Dearest Members of Bethlehem,
“As she swept, she thought, ‘Rrrrrrgh! Mary knows how to use a broom!’ As she cooked, she said to herself, ‘Harrumph! I think my sister could at least stir this pot!’” -Spark Story Bible, page 369
“But Martha was distracted by her many tasks; so she came and asked, ‘Lord, do you not care that my sister has left me to do all the work by myself? Tell her then to help me.’” -Luke 10:40
It doesn’t matter whether you have been steeped in the Bible for decades or have just recently undertaken a more serious exploration of scripture, language matters.
We started this morning’s devotion with two scripture quotes, from the very same spot in the Gospel of Luke. Now, I’m going to pretend to be an ophthalmologist… what do you see as your eyes move over these two translations?
The temptation is to devolve into a kind of competitive comparison; one is wrong, one is right. One is better, or one is worse. One is simply juvenile, and the other much more mature. I would encourage you to work against those kinds of convenient binaries.
They are distinct translations, the latter is a little truer to the original Greek, and that is very important as we seek to faithfully convey the sacred narrative. But the former, from the “Spark Story Bible,” is also just as worthy of our consideration for the way in which the language compels us to think anew about a biblical account we think we “know.”
The Word of God, the Holy Scriptures, cannot be “mastered.” There is always something to be discovered, seen, or understood that we had not previously grasped.
Think of it this way, I take the same route to the office every single morning. I have been doing this for well over a decade. I “know” the way to Bethlehem Lutheran in Glenshaw, but with every trip I absolutely expect to see something new. There’s a deer in the brush, Tiger Lilies burst into bloom on a hillside, an ambulance sits outside a neighbor’s house.
Now, and this is crucial… it’s not just that we see something new, but the new experience (one might even call it a revelation or epiphany) reshapes the way we understand the world in which we live and how we live in it. If I see an ambulance outside the neighbor’s house; I can make some guesses about their health, I will plan to stop by later in the day, and I will resolve to offer some assistance if I can.
The same applies to reading the Bible, even the stories that are most familiar to us. It’s not just about uncovering the next bit of wisdom, it’s also about how that treasured insight might inform our lives of discipleship.

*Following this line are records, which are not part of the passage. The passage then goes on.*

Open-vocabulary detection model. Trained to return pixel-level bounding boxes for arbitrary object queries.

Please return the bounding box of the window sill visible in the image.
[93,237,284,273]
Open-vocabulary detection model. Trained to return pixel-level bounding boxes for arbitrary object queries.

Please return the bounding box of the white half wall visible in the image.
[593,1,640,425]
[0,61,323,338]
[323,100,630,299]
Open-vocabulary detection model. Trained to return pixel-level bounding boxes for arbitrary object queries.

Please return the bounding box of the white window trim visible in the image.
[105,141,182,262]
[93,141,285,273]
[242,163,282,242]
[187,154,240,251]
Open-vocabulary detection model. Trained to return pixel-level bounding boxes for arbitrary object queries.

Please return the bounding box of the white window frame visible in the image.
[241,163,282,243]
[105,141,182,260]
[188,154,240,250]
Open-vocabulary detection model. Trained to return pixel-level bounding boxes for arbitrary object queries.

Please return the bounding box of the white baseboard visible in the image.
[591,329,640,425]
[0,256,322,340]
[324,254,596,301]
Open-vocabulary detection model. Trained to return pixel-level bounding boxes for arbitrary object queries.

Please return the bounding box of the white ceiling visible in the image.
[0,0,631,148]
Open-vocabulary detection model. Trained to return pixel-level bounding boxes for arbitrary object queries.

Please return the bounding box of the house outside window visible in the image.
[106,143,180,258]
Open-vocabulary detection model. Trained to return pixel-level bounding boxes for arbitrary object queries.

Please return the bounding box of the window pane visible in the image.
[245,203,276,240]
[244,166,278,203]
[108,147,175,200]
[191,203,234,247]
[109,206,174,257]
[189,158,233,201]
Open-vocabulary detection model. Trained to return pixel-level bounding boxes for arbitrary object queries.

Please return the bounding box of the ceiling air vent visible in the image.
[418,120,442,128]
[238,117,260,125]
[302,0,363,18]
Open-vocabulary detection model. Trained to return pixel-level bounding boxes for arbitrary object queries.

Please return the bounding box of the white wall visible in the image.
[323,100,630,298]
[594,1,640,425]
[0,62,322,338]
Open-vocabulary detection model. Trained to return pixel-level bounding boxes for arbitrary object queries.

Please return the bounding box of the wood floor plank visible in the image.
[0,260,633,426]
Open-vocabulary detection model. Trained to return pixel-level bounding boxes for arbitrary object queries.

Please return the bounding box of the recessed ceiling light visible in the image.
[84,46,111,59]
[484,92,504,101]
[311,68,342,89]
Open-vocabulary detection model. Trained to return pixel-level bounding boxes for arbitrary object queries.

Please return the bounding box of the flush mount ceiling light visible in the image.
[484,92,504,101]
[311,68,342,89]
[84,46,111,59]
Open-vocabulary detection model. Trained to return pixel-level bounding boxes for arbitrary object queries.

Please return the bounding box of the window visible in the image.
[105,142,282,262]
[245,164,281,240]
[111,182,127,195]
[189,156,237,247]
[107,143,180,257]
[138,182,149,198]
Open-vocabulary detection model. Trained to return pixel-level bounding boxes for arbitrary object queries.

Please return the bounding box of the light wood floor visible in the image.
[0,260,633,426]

Kind of cool to think (thanks to the “Spark Story Bible”) that the story of Mary and Martha will always have the power to “stir the pot” (in a good way), no matter how many times we translate, read, and discuss it.
Question for reflection: If you could choose any Bible story to retell in your own words, which would it be? What sorts of details could you justifiably add to engage the imagination, or capture the attention of your audience?
Yours in Christ,
God of love, sometimes we get so caught up in “getting everything done,” that we forget to genuinely enjoy the work that you have set before us. Bless us Lord, so that we don’t get so distracted by the appetizers of life, that we end up missing the main course. We pray this all in Jesus’ name, Amen.